Há diferenças inegáveis entre a igreja e o bar. Mas, para Nietzsche o tipo de consolo oferecido nos dois locais é o mesmo. Ele acredita que o Novo Testamento tenta nos animar dizendo que muitas coisas que vemos como problema na verdade não são problemas, mas qualidades. Para quem é acanhado demais, está escrito: “Bem-aventurados os mansos, porque herdarão a Terra”. Para os que sofrem por não ter amigos: “Bem-aventurados sois, quando vos injuriarem e vos perseguirem”. E para aqueles que sofrem com a falta de dinheiro e que invejam aqueles que o têm, lá está o consolo: “É mais fácil um camelo passar pelo buraco de uma agulha do que um rico entrar no Reino dos Céus”.

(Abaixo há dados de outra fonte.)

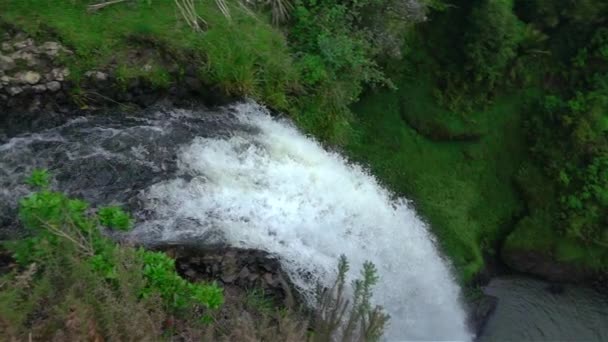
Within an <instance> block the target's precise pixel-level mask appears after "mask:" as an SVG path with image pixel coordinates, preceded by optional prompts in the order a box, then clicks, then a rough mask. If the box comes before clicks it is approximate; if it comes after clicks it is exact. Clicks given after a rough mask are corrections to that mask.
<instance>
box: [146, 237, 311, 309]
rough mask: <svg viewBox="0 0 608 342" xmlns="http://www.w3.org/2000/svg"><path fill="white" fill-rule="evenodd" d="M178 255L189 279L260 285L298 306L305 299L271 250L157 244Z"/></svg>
mask: <svg viewBox="0 0 608 342" xmlns="http://www.w3.org/2000/svg"><path fill="white" fill-rule="evenodd" d="M154 249H156V250H160V251H163V252H165V253H167V254H168V255H169V256H171V257H172V258H174V259H175V265H176V269H177V271H178V273H179V274H180V275H181V276H182V277H184V278H185V279H188V280H189V281H205V282H210V281H215V282H217V283H219V284H220V285H222V286H223V287H224V288H226V289H228V290H229V291H230V290H233V291H234V290H237V291H243V290H245V291H247V290H253V289H261V290H263V291H264V294H265V295H267V296H269V297H271V298H273V299H274V300H275V302H276V303H282V304H283V305H285V306H286V307H290V308H295V307H296V306H297V305H299V304H301V303H303V302H302V298H299V295H298V293H297V291H296V290H295V287H294V286H293V284H292V283H291V282H290V280H289V277H288V276H287V275H286V274H285V272H284V271H283V270H282V267H281V264H280V262H279V260H278V259H277V258H276V257H275V256H273V255H272V254H270V253H268V252H265V251H261V250H254V249H243V248H233V247H213V248H208V247H199V246H184V245H166V246H158V247H155V248H154Z"/></svg>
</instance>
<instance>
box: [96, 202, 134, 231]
mask: <svg viewBox="0 0 608 342" xmlns="http://www.w3.org/2000/svg"><path fill="white" fill-rule="evenodd" d="M97 216H99V222H100V223H101V224H102V225H104V226H106V227H110V228H114V229H118V230H129V229H130V228H131V225H132V220H131V217H130V216H129V214H127V213H126V212H124V211H123V210H122V209H121V208H120V207H117V206H110V207H101V208H99V211H98V212H97Z"/></svg>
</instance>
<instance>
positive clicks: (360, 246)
mask: <svg viewBox="0 0 608 342" xmlns="http://www.w3.org/2000/svg"><path fill="white" fill-rule="evenodd" d="M0 133H1V132H0ZM34 167H46V168H48V169H49V170H50V172H51V173H52V174H53V175H54V176H55V182H54V186H56V187H57V188H59V189H60V190H62V191H66V192H68V193H69V194H70V195H72V196H78V197H82V198H84V199H85V200H87V201H90V202H92V203H93V204H94V205H95V204H102V203H103V204H108V203H112V202H114V203H120V204H123V205H126V206H127V207H128V209H129V210H131V211H132V212H133V213H134V214H135V216H136V218H137V224H136V227H135V229H134V231H133V232H132V235H130V238H132V239H140V240H147V241H152V242H163V241H164V242H170V241H183V240H190V241H201V242H203V243H205V242H206V243H211V242H213V241H215V240H214V239H218V240H221V241H222V242H223V243H228V244H230V245H233V246H236V247H247V248H256V249H262V250H265V251H268V252H270V253H273V254H274V255H276V256H277V257H279V258H280V260H281V263H282V266H283V267H284V269H285V270H286V272H288V275H289V276H290V278H291V280H292V282H293V283H294V284H295V285H296V286H297V287H298V288H299V289H300V290H301V291H302V293H303V294H304V295H305V297H307V298H308V299H310V300H312V297H313V292H314V289H315V286H316V284H317V282H320V283H322V284H330V283H331V282H332V281H333V280H334V279H335V275H336V274H335V272H336V266H337V262H338V258H339V256H340V255H341V254H344V255H345V256H346V257H347V258H348V260H349V262H350V264H351V272H350V273H349V276H350V277H351V279H349V281H350V280H352V279H354V278H356V277H358V276H359V272H360V269H361V267H362V265H363V263H364V262H365V261H368V260H369V261H371V262H373V263H374V264H375V265H376V267H377V269H378V275H379V277H380V280H379V283H378V284H377V286H376V287H375V290H374V297H373V302H374V303H375V304H378V305H381V306H383V307H384V309H385V310H386V311H387V312H388V313H389V314H390V316H391V320H390V323H389V327H388V329H387V331H386V338H387V339H388V340H391V341H405V340H426V341H428V340H433V341H436V340H452V341H453V340H458V341H463V340H471V339H472V335H471V333H470V332H469V331H468V329H467V327H466V323H465V321H466V319H465V316H466V315H465V312H464V309H463V307H462V305H461V304H460V302H459V296H460V293H459V292H460V290H459V286H458V285H457V283H456V282H455V281H454V279H453V277H452V274H451V271H450V268H449V266H448V263H446V261H445V260H443V258H442V257H441V255H440V253H439V252H438V250H437V247H436V243H435V241H434V239H433V236H432V235H431V234H430V233H429V229H428V226H427V225H426V224H425V223H424V222H423V221H422V220H421V219H420V218H419V217H418V216H417V214H416V212H415V211H414V210H413V209H412V207H411V206H410V205H409V203H408V201H407V200H405V199H402V198H395V196H393V195H392V194H391V193H390V192H389V191H387V190H386V189H384V188H383V187H382V186H381V185H380V184H379V183H378V182H377V181H376V179H375V178H374V177H373V176H371V175H370V174H369V173H368V172H367V171H366V170H365V169H363V168H362V167H360V166H358V165H356V164H353V163H350V162H348V161H347V160H346V159H345V158H343V157H341V156H340V155H339V154H338V153H336V152H331V151H328V150H326V149H324V148H323V147H322V146H321V145H320V144H318V143H317V142H316V141H315V140H314V139H311V138H309V137H306V136H305V135H303V134H302V133H301V132H299V131H298V130H297V129H296V128H295V127H294V126H293V125H292V124H291V123H290V122H289V121H287V120H279V119H276V118H273V117H271V116H270V115H269V114H268V112H267V111H266V110H265V109H264V108H262V107H260V106H258V105H256V104H254V103H241V104H237V105H234V106H230V107H224V108H219V109H217V110H209V109H205V108H199V109H193V110H176V109H163V108H160V109H159V108H155V109H150V110H147V111H145V112H142V113H138V115H137V116H128V115H124V113H108V114H107V115H104V116H90V117H81V118H77V119H74V120H71V121H69V122H67V123H65V124H64V125H62V126H59V127H53V128H49V129H47V130H44V131H41V132H35V133H29V134H24V135H21V136H18V137H13V138H11V139H5V140H4V141H0V189H1V190H2V191H0V227H1V226H6V225H7V224H8V223H6V222H8V220H9V219H10V218H14V217H15V207H16V200H17V198H18V197H19V196H22V195H23V194H25V193H27V188H26V187H24V186H23V185H22V181H23V177H24V175H26V174H27V173H28V172H30V171H31V169H32V168H34ZM3 222H4V223H3Z"/></svg>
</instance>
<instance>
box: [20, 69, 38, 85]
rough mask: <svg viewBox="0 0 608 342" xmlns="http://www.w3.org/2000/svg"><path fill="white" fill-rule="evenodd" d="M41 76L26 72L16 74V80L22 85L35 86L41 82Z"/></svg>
mask: <svg viewBox="0 0 608 342" xmlns="http://www.w3.org/2000/svg"><path fill="white" fill-rule="evenodd" d="M40 78H41V76H40V74H39V73H37V72H35V71H31V70H30V71H24V72H19V73H17V74H15V79H16V81H17V82H19V83H21V84H30V85H34V84H36V83H38V82H39V81H40Z"/></svg>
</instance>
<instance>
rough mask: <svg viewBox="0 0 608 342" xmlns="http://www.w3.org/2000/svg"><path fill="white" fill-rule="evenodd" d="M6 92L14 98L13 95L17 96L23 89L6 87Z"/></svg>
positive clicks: (16, 87) (21, 91) (22, 90)
mask: <svg viewBox="0 0 608 342" xmlns="http://www.w3.org/2000/svg"><path fill="white" fill-rule="evenodd" d="M6 92H7V93H8V94H9V95H11V96H15V95H19V94H21V93H22V92H23V88H21V87H8V88H7V89H6Z"/></svg>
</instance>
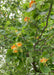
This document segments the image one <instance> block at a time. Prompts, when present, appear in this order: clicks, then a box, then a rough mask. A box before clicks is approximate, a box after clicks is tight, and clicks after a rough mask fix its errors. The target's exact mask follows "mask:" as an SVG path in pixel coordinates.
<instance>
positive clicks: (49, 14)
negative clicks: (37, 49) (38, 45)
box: [34, 3, 52, 47]
mask: <svg viewBox="0 0 54 75" xmlns="http://www.w3.org/2000/svg"><path fill="white" fill-rule="evenodd" d="M51 9H52V3H51V4H50V8H49V13H48V15H47V20H46V26H45V27H44V28H43V30H42V32H41V34H40V36H39V39H40V38H41V36H42V34H43V33H44V31H45V29H46V28H47V26H48V19H49V16H50V13H51ZM39 39H38V41H37V42H36V43H35V45H34V47H35V46H36V45H37V44H38V43H39Z"/></svg>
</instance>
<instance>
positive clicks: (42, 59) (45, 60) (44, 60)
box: [40, 58, 48, 63]
mask: <svg viewBox="0 0 54 75" xmlns="http://www.w3.org/2000/svg"><path fill="white" fill-rule="evenodd" d="M47 61H48V59H46V58H42V59H40V62H41V63H46V62H47Z"/></svg>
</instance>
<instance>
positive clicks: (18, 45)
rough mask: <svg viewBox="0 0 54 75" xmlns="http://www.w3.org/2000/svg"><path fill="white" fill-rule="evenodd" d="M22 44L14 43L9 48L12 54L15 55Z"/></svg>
mask: <svg viewBox="0 0 54 75" xmlns="http://www.w3.org/2000/svg"><path fill="white" fill-rule="evenodd" d="M21 46H22V43H21V42H18V43H16V45H13V46H11V49H12V50H13V53H17V52H18V47H21Z"/></svg>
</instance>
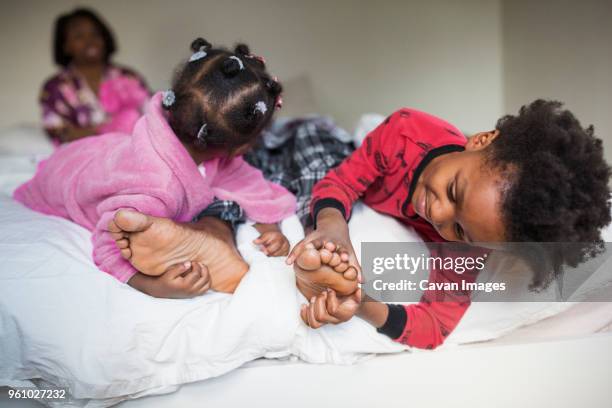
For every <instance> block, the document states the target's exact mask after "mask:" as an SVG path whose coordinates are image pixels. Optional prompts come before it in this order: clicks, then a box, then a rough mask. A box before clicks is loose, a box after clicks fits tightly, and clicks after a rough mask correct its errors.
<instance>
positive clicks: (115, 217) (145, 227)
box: [114, 210, 153, 232]
mask: <svg viewBox="0 0 612 408" xmlns="http://www.w3.org/2000/svg"><path fill="white" fill-rule="evenodd" d="M114 221H115V224H116V226H117V228H118V229H120V230H121V231H124V232H141V231H144V230H146V229H147V228H149V227H150V226H151V224H152V223H153V220H152V218H151V217H149V216H147V215H145V214H142V213H139V212H138V211H133V210H119V211H117V214H115V218H114Z"/></svg>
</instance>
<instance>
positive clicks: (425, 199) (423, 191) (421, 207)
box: [415, 187, 431, 224]
mask: <svg viewBox="0 0 612 408" xmlns="http://www.w3.org/2000/svg"><path fill="white" fill-rule="evenodd" d="M427 201H428V200H427V190H426V189H425V187H423V192H422V193H421V196H420V197H419V199H418V201H417V203H416V204H417V205H416V206H415V212H416V213H417V214H418V215H419V216H420V217H421V218H424V219H425V220H426V221H427V222H429V223H430V224H431V221H430V220H429V213H428V211H427V210H428V207H427Z"/></svg>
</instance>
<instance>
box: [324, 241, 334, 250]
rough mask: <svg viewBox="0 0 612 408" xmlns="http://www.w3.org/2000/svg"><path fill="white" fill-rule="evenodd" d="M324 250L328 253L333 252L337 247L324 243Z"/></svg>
mask: <svg viewBox="0 0 612 408" xmlns="http://www.w3.org/2000/svg"><path fill="white" fill-rule="evenodd" d="M325 249H327V250H328V251H329V252H334V251H335V250H336V249H337V247H336V244H334V243H333V242H326V243H325Z"/></svg>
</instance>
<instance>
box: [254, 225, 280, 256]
mask: <svg viewBox="0 0 612 408" xmlns="http://www.w3.org/2000/svg"><path fill="white" fill-rule="evenodd" d="M254 227H255V229H256V230H257V231H259V233H260V234H261V235H260V236H259V237H258V238H257V239H256V240H254V241H253V243H254V244H255V245H260V246H261V251H262V252H263V253H264V254H266V255H267V256H286V255H287V254H288V253H289V240H288V239H287V237H285V236H284V235H283V233H282V232H281V230H280V229H279V228H278V225H277V224H255V225H254Z"/></svg>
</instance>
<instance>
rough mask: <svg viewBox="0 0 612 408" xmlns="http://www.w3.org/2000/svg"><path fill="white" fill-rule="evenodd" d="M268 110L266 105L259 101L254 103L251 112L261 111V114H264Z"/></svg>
mask: <svg viewBox="0 0 612 408" xmlns="http://www.w3.org/2000/svg"><path fill="white" fill-rule="evenodd" d="M267 111H268V107H267V106H266V103H265V102H264V101H259V102H257V103H256V104H255V109H254V110H253V112H261V114H262V115H265V114H266V112H267Z"/></svg>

Para Nietzsche essas palavras eram catastróficas como o álcool, o aconselhamento cristão pode aliviar a dor, mas também leva a energia para superar o problema que o gerou. Então, como Nietzsche gostaria que os cristãos se comportassem as se deparar com as dificuldades? Ele queria que deixassem de fingir não desejar as coisas mais difíceis. Ele enfrentou dificuldades imensas. Ele foi pobre, doente e solitário. Mas nunca teve a atitude que acusava os cristãos de terem, ou seja, ele nunca afirmou que a saúde, riqueza e amor eram coisas ruins. Aceitava o fato de não ter essas coisas, em parte por escolha própria, em parte graças às circunstâncias, mas jamais negou seus desejos, nem sua dor. Assim, talvez não seja surpreendente encontrar nos registros funerários do vilarejo de Röcken, a inscrição deixada pelos páracos, ao lado de seu nome, dizendo “O Anticristo”.
Embora tenha tido uma vida difícil, não devemos achar que ele viveu se lamentando o tempo todo. Muitas vezes ele falava de satisfação, sobretudo quando estava nas montanhas. Mas por satisfação, ele queria dizer algo mais abrangente do que a sensação de bem-estar que talvez possamos imaginar. Chegou a escrever sarcasticamente sobre pessoas que ele considerava “viciada na religião do conforto”. Ele chamava essas pessoas de “pequenas, mesquinhas que se escondem na floresta como cervos amedrontados”. Mas aqueles que se aventurarem a sair para a clareira poderão apreciar a vista e respirar a brisa. Só então compreenderão a vantagem de abandonar o conforto em busca da verdadeira realização, como dia a famosa frase de Nietsche “Aquilo que não me mata só me fortalece”.
Como todos os filósofos, o interesse de Nietzsche era que as pessoas fossem felizes, mas diferentemente de todos os outros, ele acreditava que os extremos da dor eram um componente vital para chegar a felicidade que tinha em mente. Nem tudo aquilo que nos faz sofrer é necessariamente ruim, assim com nem tudo que nos dá prazer necessariamente nos faz bem. “Considerar o sofrimento como algo mau a ser abolido, é o acúmulo da idiotice.”